NEW YORK — The fastball came up and in, crashing into the left elbow of Bengie Molina. He dropped to his knees in pain. At that moment, Molina feared the elbow was broken.
"I couldn't feel my hand," he said. "I was pretty scared."
Molina left the game, but he apparently escaped serious injury. He was diagnosed with a bruised left elbow, but X-rays revealed no fracture. The elbow remains sore, and the Angels won't know whether their catcher can play today until they see how much the elbow might swell overnight.
Molina is hitting .455 in the series, with a home run in each of the three games. He said he did not believe the Yankees had ordered pitcher Tom Gordon to aim for him and said teams have pitched him inside all season.
"I don't think he tried to hit me," Molina said. "It's just baseball. It just got away."
Though Brendan Donnelly gave up two runs and a lead in the fourth inning Friday night, the Angels clearly won the battle of the bullpens.
Scot Shields threw two scoreless innings, getting out of a bases-loaded, two-out jam in the sixth when he got Robinson Cano to fly to left on the first pitch, and Kelvim Escobar gave up one eighth-inning run in two impressive innings.
Aaron Small relieved Yankee starter Randy Johnson with runners on first and third and no out in the fourth and escaped the jam, striking out Adam Kennedy and getting Chone Figgins to ground into a double play, but the right-hander was tagged for two runs in the sixth.
Gordon and left-hander Al Leiter also gave up a pair of runs for the Yankees, who have struggled all season to find capable middle relief.

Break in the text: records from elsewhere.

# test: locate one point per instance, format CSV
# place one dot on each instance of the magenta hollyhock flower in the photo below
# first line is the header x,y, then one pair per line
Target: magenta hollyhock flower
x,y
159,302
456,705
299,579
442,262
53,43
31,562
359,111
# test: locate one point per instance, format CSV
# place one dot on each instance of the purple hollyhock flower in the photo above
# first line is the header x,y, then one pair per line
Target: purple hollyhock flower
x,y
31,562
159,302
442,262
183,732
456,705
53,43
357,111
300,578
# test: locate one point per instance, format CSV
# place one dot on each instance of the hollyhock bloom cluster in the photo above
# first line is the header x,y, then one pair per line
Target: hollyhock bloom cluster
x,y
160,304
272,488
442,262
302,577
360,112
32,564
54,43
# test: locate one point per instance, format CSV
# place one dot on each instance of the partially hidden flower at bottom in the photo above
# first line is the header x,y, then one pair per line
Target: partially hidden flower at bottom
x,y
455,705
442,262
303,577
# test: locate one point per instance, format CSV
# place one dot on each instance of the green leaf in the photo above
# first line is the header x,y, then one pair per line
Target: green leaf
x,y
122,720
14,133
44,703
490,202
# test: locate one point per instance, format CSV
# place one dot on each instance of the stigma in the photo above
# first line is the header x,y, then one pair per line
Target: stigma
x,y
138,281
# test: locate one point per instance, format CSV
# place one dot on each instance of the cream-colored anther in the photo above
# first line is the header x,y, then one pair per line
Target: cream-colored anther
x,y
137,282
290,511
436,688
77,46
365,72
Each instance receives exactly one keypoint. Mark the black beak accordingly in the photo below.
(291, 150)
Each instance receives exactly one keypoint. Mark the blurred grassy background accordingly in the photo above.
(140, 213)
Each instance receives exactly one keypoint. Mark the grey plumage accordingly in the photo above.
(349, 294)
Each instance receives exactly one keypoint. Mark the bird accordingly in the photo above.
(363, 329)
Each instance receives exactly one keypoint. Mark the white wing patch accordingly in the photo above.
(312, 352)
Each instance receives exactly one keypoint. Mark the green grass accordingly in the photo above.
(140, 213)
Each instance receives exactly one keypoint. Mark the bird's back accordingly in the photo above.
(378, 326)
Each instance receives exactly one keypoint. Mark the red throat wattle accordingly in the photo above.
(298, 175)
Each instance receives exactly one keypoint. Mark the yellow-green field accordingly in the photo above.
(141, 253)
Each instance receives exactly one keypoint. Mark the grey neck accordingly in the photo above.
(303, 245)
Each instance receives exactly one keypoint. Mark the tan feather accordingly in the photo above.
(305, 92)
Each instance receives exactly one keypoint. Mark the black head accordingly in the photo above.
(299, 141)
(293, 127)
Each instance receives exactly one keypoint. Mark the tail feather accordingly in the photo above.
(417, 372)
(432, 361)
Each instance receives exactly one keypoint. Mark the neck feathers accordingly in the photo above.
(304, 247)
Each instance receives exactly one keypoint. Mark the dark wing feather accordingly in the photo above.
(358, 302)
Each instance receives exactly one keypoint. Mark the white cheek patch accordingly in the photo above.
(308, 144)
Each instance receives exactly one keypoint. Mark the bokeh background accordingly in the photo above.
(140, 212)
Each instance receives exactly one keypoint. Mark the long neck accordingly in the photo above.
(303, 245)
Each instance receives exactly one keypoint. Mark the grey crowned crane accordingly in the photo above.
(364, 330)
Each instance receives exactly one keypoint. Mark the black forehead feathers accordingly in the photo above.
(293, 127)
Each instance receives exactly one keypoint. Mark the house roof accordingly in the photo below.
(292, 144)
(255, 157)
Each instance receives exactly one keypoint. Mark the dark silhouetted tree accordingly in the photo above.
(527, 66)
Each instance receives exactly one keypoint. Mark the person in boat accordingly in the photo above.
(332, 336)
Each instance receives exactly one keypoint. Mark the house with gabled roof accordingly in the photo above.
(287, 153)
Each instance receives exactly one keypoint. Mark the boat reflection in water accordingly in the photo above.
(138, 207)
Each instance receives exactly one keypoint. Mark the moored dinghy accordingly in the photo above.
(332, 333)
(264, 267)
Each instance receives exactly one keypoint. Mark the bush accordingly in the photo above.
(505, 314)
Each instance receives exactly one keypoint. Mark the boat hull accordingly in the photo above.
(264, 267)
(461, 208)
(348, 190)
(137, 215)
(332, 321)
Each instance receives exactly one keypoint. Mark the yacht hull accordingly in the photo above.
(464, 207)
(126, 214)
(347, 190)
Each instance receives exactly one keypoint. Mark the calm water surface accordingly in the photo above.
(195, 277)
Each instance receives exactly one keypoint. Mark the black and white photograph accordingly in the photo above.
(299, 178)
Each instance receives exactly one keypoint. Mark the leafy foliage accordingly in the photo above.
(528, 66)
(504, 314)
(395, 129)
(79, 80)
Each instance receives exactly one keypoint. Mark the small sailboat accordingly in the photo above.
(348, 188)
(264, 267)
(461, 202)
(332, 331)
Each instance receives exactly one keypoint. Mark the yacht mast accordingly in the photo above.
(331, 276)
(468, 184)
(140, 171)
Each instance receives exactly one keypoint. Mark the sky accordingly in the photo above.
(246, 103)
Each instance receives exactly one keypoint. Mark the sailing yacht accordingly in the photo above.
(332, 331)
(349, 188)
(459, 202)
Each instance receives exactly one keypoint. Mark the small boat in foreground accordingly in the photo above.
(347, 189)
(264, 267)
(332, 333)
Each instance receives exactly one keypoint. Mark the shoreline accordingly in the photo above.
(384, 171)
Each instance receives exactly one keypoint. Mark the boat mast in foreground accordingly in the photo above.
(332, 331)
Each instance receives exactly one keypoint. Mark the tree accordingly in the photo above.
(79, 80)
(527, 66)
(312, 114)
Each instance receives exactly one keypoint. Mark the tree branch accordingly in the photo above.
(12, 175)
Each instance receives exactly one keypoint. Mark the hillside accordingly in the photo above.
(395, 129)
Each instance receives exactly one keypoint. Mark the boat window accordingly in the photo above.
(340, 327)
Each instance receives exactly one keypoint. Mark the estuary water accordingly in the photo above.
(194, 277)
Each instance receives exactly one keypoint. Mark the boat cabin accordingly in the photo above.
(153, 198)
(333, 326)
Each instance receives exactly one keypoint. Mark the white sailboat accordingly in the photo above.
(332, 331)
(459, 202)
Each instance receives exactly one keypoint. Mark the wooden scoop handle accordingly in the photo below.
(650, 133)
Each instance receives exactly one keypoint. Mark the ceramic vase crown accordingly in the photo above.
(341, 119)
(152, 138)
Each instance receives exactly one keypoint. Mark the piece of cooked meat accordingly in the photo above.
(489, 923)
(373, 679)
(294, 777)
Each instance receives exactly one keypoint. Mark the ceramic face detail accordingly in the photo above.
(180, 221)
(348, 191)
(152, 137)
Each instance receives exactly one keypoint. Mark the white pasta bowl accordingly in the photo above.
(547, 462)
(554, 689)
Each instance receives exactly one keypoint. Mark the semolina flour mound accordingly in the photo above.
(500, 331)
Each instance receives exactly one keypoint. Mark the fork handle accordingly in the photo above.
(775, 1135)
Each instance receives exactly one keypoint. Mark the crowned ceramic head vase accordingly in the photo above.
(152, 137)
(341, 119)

The Angel bullpen, on the other hand, received a huge boost when starter Escobar returned from elbow surgery in early September and agreed to pitch in relief.
"Oh, man, he's been huge," Shields said of Escobar. "Having him available to pitch the seventh and eighth makes the game even shorter. You can't ask for anything more."
Orlando Cabrera had no idea he was batting .364 (eight for 22) against Johnson until he was informed by several reporters before Game 3.
"I didn't even know that," the Angel shortstop said. "You're trying to jinx me."
Cabrera did not know his exact numbers against the 6-foot-10 Johnson, but he had a good idea why he had so much success.
"He used to tip his pitches a lot a few years ago," Cabrera said. "His fastball and slider are so good, he didn't need another pitch, but when he was tipping pitches, and we knew he was throwing the slider, we'd let it go. ... In the big leagues, you can throw 100 mph, but if you know it's a fastball, you can hit it."
Cabrera said Johnson used to hold his glove tightly to his chest when he threw the fastball and loosely near his chest when he threw the slider.
"Then he started throwing the split-fingered fastball, a different pitch against right-handers," Cabrera said.
Cabrera said Johnson is no longer tipping his pitches, but the Angels seemed to know what was coming Friday night, when they shelled Johnson for five runs and nine hits, including Cabrera's third-inning double, in three-plus innings.
Six teams -- the Dodgers, Oakland Athletics, Baltimore Orioles, Pittsburgh Pirates, Florida Marlins and Tampa Bay Devil Rays -- have openings for managers, but Angel General Manager Bill Stoneman said no one has called seeking permission to interview Joe Maddon, Angel bench coach, or Bud Black, pitching coach.
"I would like to think someone is going to call," Maddon said, "but I haven't heard anything yet."